襲われた女性を守るため戦った野良犬、5回も刺され重傷を負うも奇跡的に回復

写真拡大

名前もわからない野良犬が女性を襲った男と戦い、ひどいケガを負いながらも一命をとりとめたというエピソードが話題となっている。

5回もナイフで刺され重傷を負う

その野良犬とはアメリカのジョージア州、Baldwinという街をさまよっていたオスのピットブル。

彼は7月22日、女性が男から暴力を振るわれている場面に遭遇。犯人の男に飛びかかり、女性を救おうとしたという。

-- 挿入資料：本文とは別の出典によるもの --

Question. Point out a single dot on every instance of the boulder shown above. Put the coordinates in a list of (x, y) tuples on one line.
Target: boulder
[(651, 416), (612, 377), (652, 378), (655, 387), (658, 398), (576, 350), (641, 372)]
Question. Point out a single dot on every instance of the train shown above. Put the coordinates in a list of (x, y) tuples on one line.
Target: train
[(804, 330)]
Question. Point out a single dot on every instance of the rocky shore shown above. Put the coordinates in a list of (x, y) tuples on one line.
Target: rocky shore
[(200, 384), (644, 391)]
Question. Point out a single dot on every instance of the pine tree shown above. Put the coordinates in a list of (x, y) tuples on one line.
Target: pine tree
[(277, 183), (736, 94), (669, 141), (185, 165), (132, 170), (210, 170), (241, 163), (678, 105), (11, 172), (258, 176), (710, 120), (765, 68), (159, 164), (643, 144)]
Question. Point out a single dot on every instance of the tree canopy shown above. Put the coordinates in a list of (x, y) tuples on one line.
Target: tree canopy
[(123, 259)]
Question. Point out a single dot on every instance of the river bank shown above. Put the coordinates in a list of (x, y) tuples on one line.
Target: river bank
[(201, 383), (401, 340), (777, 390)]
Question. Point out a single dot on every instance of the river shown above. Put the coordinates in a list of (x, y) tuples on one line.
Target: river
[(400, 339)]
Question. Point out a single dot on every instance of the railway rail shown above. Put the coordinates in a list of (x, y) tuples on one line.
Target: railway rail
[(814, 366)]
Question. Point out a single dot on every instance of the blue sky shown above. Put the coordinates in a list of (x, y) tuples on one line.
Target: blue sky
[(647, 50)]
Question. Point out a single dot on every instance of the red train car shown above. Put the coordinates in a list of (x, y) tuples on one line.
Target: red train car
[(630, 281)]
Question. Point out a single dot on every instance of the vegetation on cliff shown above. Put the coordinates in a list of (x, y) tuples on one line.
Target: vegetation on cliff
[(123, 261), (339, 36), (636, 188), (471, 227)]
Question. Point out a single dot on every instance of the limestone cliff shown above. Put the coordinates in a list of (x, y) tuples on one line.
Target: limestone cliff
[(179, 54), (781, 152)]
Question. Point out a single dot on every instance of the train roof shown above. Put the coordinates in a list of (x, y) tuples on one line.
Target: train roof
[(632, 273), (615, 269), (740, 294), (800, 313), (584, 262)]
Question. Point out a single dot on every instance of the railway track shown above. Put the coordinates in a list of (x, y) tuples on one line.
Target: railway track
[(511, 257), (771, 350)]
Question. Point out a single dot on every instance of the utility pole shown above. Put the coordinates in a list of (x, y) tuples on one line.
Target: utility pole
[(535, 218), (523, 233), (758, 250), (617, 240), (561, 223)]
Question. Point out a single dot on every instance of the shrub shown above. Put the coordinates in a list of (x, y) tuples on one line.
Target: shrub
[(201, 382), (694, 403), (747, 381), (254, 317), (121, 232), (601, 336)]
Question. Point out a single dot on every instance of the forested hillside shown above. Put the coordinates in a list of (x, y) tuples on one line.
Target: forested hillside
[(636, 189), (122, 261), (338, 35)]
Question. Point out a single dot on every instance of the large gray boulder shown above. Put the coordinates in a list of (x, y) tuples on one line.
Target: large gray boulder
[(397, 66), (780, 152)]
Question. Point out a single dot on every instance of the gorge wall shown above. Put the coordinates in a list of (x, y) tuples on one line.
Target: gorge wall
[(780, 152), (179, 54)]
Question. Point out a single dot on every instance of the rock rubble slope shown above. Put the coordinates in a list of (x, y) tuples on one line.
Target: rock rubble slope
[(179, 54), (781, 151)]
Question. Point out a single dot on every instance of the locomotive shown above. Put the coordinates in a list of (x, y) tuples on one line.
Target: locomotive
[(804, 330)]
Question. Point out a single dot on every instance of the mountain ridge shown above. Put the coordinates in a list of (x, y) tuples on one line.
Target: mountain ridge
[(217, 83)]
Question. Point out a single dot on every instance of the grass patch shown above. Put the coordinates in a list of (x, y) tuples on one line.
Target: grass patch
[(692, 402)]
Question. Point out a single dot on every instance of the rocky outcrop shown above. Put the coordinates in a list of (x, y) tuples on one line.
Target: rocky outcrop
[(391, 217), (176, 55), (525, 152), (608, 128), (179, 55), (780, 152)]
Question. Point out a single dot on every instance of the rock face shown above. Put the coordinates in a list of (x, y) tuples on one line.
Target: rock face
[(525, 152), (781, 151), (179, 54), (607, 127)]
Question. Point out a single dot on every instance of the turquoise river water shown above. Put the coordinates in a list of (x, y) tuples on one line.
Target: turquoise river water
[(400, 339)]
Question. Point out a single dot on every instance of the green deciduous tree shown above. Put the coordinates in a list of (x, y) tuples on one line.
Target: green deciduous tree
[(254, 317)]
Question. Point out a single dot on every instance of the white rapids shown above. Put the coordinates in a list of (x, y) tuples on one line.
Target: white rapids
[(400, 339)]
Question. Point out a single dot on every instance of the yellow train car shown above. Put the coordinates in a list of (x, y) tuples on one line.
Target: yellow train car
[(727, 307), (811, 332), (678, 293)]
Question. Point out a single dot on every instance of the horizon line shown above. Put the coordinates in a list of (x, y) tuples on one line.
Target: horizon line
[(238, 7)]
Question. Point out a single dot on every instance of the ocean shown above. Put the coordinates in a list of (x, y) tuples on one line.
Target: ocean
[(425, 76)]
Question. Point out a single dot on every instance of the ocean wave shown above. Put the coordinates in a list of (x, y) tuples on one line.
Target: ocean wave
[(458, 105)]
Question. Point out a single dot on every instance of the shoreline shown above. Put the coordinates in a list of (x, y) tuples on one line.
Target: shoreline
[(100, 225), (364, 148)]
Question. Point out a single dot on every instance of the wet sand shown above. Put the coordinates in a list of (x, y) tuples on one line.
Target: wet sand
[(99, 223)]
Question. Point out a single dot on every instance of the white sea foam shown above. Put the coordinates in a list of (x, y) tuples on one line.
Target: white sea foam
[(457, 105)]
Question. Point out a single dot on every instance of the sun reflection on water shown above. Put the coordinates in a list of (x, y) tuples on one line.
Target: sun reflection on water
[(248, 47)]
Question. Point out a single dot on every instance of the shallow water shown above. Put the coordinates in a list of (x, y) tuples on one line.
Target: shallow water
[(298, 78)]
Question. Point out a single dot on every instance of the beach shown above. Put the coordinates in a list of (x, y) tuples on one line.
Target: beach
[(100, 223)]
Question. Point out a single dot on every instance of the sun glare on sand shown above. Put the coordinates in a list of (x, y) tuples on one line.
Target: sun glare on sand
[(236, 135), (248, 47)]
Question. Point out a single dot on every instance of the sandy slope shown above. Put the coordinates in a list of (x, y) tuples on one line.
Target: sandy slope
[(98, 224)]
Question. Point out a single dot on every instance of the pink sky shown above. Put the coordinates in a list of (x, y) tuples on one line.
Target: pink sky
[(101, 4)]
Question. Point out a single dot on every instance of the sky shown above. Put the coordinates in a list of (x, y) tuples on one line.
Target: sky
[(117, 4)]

しかし男は野良犬に対し、ナイフを取り出して応戦。結局、ピットブルは5回も体をナイフで刺され、瀕死の重傷を負ってしまう。

死にかけた状態で病院へ搬送される

通報により駆けつけた2人の警察官は、現場で血にまみれた犬を目撃。すぐに動物病院へと搬送した。

YOUCARING

YOUCARING

そのうちの1人、Baldwin警察のTimothy Clayさんは地元メディアのWATEに対し「私たちはその犬を苦しませ、死なせたくはないと思いました。とにかくその犬になんらかの助けが必要だと感じたのです」と答えている。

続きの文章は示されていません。